I say this because one of the justifications for abortion is
that fetuses don’t quite count until they reach a certain stage, what is called
viability. That’s a comforting construction. It relieves us of the thought that
abortion might actually involve killing something.
OK, at this point, I can hear the blood in some of you
boiling at me. But let me finish. Roe v. Wade is less about defining life than
it is about allowing a woman a choice, up to a point in the fetus’s
development. I support that choice.
Laws have always been about compromise, about threading
needles, turning lofty principles into
workable rules for living down here on this planet. We permit the taking
of life under certain circumstances, such as self-defense. And
physician-assisted suicide is increasingly allowed. We are starting to accept
the notion of choice at the end of life as well as at the beginning.

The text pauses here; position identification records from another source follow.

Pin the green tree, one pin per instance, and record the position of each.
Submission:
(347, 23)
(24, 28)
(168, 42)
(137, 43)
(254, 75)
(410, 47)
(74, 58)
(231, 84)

The determination of the beginning of life is by no means a
settled issue in the law. Someone who kills a pregnant woman can be charged
with two crimes in many states. And in a few, pregnant women who drink or take
drugs are committing child abuse or neglect. Frequently, these are low-income
women who have difficulty accessing legal abortion and/or giving up a bad habit.
We make moral compromises all the time. Before we bite into
the hamburger, do we think about the fellow being it came from? We didn’t have
to look the cow in the eye before it was slaughtered. We comfort ourselves with
the thought that the animal was bred for this fate or that protein is good for
us. I have not stopped eating meat, though, and probably won’t, as long as it’s
legal.
As for the courts, they will always be raising or lowering
bars. Since this country’s founding, Supreme Court decisions have sometimes been
shockingly unfair, on either side of many issues. What were those justices
thinking? we ask. But it seems that even jurists gradually learn to adjust their
decisions to accommodate clear moral shifts, or at least to admit reality. That
said, I don’t see a nice clean ending to the debate over abortion anytime soon.
But I’m not a big fan of euphemisms, either.